By Hamma Mirwaisi and Alison Buckley
Before
the Vietnam War began in earnest North Vietnam's leader Ho Chi Minh asked for
American help to build a new nation modeled on the US Constitution. But due to
the unwise response of some key advisors, the US Government did not answer his
call. Consequently, the US fought the Vietnam War so bitterly and expensively
that it almost caused the destruction of its empire. President Obama was too
young to understand what happened then, but his current
Secretary of State John Kerry was involved in that war and worked very hard
with other Americans to eventually end it.

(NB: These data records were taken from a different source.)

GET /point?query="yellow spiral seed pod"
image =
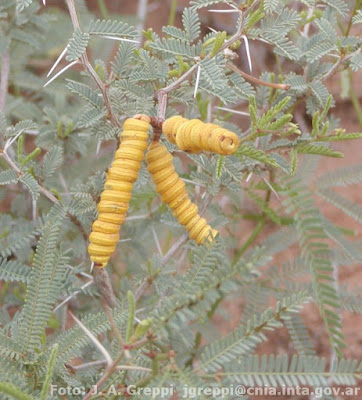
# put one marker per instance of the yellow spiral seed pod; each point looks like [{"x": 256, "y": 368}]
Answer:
[
  {"x": 195, "y": 136},
  {"x": 114, "y": 203},
  {"x": 170, "y": 126},
  {"x": 173, "y": 193}
]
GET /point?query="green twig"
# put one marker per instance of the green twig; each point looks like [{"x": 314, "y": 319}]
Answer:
[
  {"x": 172, "y": 16},
  {"x": 254, "y": 234},
  {"x": 354, "y": 100},
  {"x": 103, "y": 9}
]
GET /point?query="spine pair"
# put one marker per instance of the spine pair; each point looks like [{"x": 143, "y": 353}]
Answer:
[{"x": 195, "y": 136}]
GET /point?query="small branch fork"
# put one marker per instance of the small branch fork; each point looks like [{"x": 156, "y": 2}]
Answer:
[{"x": 88, "y": 67}]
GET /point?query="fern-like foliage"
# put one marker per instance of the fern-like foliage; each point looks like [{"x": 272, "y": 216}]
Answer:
[
  {"x": 277, "y": 371},
  {"x": 44, "y": 282},
  {"x": 318, "y": 256}
]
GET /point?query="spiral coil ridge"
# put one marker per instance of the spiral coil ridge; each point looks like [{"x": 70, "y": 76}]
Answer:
[
  {"x": 173, "y": 192},
  {"x": 115, "y": 198},
  {"x": 195, "y": 136}
]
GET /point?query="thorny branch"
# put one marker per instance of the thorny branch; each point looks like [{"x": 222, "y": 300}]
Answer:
[
  {"x": 162, "y": 94},
  {"x": 250, "y": 78},
  {"x": 88, "y": 67}
]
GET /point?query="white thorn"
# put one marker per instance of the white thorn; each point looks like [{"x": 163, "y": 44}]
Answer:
[
  {"x": 224, "y": 11},
  {"x": 33, "y": 209},
  {"x": 124, "y": 240},
  {"x": 212, "y": 29},
  {"x": 98, "y": 147},
  {"x": 95, "y": 341},
  {"x": 81, "y": 272},
  {"x": 32, "y": 132},
  {"x": 197, "y": 80},
  {"x": 60, "y": 72},
  {"x": 271, "y": 188},
  {"x": 12, "y": 140},
  {"x": 57, "y": 60},
  {"x": 247, "y": 49},
  {"x": 233, "y": 111},
  {"x": 248, "y": 177},
  {"x": 120, "y": 39},
  {"x": 157, "y": 241}
]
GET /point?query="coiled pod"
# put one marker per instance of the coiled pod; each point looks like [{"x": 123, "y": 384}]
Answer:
[
  {"x": 173, "y": 192},
  {"x": 195, "y": 136},
  {"x": 115, "y": 198}
]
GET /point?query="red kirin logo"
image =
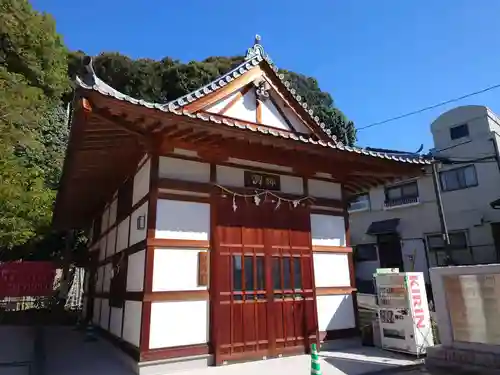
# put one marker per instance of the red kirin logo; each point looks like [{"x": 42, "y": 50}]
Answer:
[{"x": 416, "y": 300}]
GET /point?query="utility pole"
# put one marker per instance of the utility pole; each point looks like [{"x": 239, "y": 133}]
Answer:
[{"x": 442, "y": 219}]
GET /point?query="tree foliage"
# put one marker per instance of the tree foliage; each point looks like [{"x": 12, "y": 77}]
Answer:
[{"x": 36, "y": 71}]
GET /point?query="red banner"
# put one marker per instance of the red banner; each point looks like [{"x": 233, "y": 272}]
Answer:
[{"x": 26, "y": 279}]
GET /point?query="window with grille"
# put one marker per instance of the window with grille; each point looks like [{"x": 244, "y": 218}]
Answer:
[{"x": 458, "y": 178}]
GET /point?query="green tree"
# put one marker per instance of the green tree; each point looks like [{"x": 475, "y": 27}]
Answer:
[
  {"x": 168, "y": 79},
  {"x": 33, "y": 78}
]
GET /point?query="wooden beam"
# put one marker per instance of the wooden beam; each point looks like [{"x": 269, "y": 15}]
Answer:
[
  {"x": 120, "y": 121},
  {"x": 282, "y": 113}
]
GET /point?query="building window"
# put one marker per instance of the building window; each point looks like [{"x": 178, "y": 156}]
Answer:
[
  {"x": 458, "y": 178},
  {"x": 459, "y": 131},
  {"x": 401, "y": 194},
  {"x": 359, "y": 202},
  {"x": 365, "y": 252},
  {"x": 459, "y": 249}
]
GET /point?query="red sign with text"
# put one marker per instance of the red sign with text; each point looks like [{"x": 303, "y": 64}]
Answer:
[{"x": 26, "y": 279}]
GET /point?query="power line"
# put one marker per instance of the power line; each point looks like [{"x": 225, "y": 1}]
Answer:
[{"x": 429, "y": 107}]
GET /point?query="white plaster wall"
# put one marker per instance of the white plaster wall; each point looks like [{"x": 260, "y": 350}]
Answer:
[
  {"x": 111, "y": 242},
  {"x": 182, "y": 220},
  {"x": 112, "y": 212},
  {"x": 296, "y": 122},
  {"x": 122, "y": 237},
  {"x": 141, "y": 182},
  {"x": 107, "y": 277},
  {"x": 335, "y": 312},
  {"x": 100, "y": 279},
  {"x": 115, "y": 322},
  {"x": 324, "y": 189},
  {"x": 102, "y": 248},
  {"x": 271, "y": 116},
  {"x": 137, "y": 235},
  {"x": 132, "y": 322},
  {"x": 327, "y": 230},
  {"x": 105, "y": 220},
  {"x": 176, "y": 269},
  {"x": 97, "y": 311},
  {"x": 251, "y": 163},
  {"x": 185, "y": 170},
  {"x": 168, "y": 323},
  {"x": 105, "y": 314},
  {"x": 135, "y": 271},
  {"x": 331, "y": 270}
]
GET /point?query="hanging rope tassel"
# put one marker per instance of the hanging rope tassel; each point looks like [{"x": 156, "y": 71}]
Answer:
[{"x": 315, "y": 366}]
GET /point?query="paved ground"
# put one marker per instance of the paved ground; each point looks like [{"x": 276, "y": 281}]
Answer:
[
  {"x": 68, "y": 354},
  {"x": 16, "y": 349}
]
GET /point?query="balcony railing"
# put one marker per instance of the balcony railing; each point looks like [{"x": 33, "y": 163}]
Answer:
[{"x": 389, "y": 203}]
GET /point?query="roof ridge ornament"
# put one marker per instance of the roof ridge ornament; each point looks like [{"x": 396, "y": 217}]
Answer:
[{"x": 256, "y": 50}]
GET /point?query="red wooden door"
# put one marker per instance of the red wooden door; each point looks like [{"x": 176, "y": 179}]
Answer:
[{"x": 262, "y": 290}]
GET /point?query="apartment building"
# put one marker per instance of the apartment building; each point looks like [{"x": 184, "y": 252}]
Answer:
[{"x": 398, "y": 225}]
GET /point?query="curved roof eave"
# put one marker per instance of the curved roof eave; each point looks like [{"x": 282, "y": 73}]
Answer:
[{"x": 90, "y": 81}]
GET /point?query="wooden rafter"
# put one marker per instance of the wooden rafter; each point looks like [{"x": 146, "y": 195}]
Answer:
[{"x": 231, "y": 87}]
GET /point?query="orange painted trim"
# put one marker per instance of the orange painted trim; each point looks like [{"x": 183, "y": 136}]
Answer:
[
  {"x": 235, "y": 100},
  {"x": 223, "y": 92},
  {"x": 258, "y": 111},
  {"x": 332, "y": 249},
  {"x": 184, "y": 295}
]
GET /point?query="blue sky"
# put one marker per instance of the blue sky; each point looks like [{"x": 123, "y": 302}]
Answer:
[{"x": 378, "y": 59}]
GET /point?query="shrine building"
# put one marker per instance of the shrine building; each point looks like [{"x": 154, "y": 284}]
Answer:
[{"x": 218, "y": 222}]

Smart governments learn from others' mistakes but unfortunately the less astute have to learn from their own mistakes. While many US technologies serve the people well and help maintain its world dominance, by favoring the wealthy supporters who fund their election campaigns, many US politicians are not serving the American peoples' interests, or its role as defender of the free world.
Recently, as one of the few democratically based political organisations in the Arab dictatorship dominated Middle East, the PKK (Kurdistan Workers Party) has called on the US and Western countries to support their response to terrorist attacks by arming them in their fight against the self-declared Islamic State (IS) of Iraq and Syria (1).
After the American and British forces invaded Iraq in 2003, corruption ran rife in the Kurdish Regional Government (KRG) as its leaders Massoud Barzani and Jalal Talabani used the Kurdish peoples' oil and budget moneys to buy the support of avaricious American and European politicians. Both families still control the Kurdish Autonomous Region of Iraq, and its 400,000 Peshmerga troops. But a recent Kurdish media report revealed that only 60,000 of them showed up to fight after Massoud Barzani betrayed more than one million non-Muslim Yezidi Kurds, Christians and Shi'a Muslims in a deal between Turkey and the KRG designed to eliminate the PKK's forces in Turkey, Syria and Iraqi Kurdistan.
However, the plan backfired when PKK forces rescued a large number of Yezidi Kurds in the Sinjar region of Iraq and protected Barzani's Erbil capital from IS Islamic terrorist fighters by successfully engaging them in the Makhmur District. After President Obama authorized airstrikes in Iraq to ensure the safety of the embattled Barzani capital and American diplomats in Erbil, the U.S. military was forced to target areas within 30 miles of the southwest of the city to halt the advance of IS terrorist' forces.
It soon became clear to Kurdish Iraqis that the reasoning behind the US air force attacks included more than just protecting Americans. Strategically, the addition of the district of Makhmur and the town of Gwer to the large swathes of land and significant Iraqi populations captured by the Sunni Islamic terrorist groups threatens the security of the fraudulent Erbil based Barzani and Talabani families and their associates in the KRG. Not only are these towns on the main north-south transit route through the country but they are also situated amongst its richest oil fields.
Currently the oil pipelines from Kirkuk to Iraq's refineries at Baiji and ports in Iraq and Turkey, and from Massoud Barzani's oil wells to Turkey's refineries and the Mediterranean Sea ports are controlled by PKK forces. Afraid of losing significant oil revenues to their rightful owners, the Kurdish people, Barzani, Talabani and Western officials are now urging the Obama administration to fight the PKK as a terrorist organization along with the real enemy Islamic State (IS) of Iraq and Syria (2). However, the PKK's rescue of more than 100, 000 people betrayed by Massoud Barzani's withdrawal of over 10,000 Peshmerga troops before they even fired a shot suggests that if adequately aided, it could become a force for peace and security to the Middle East.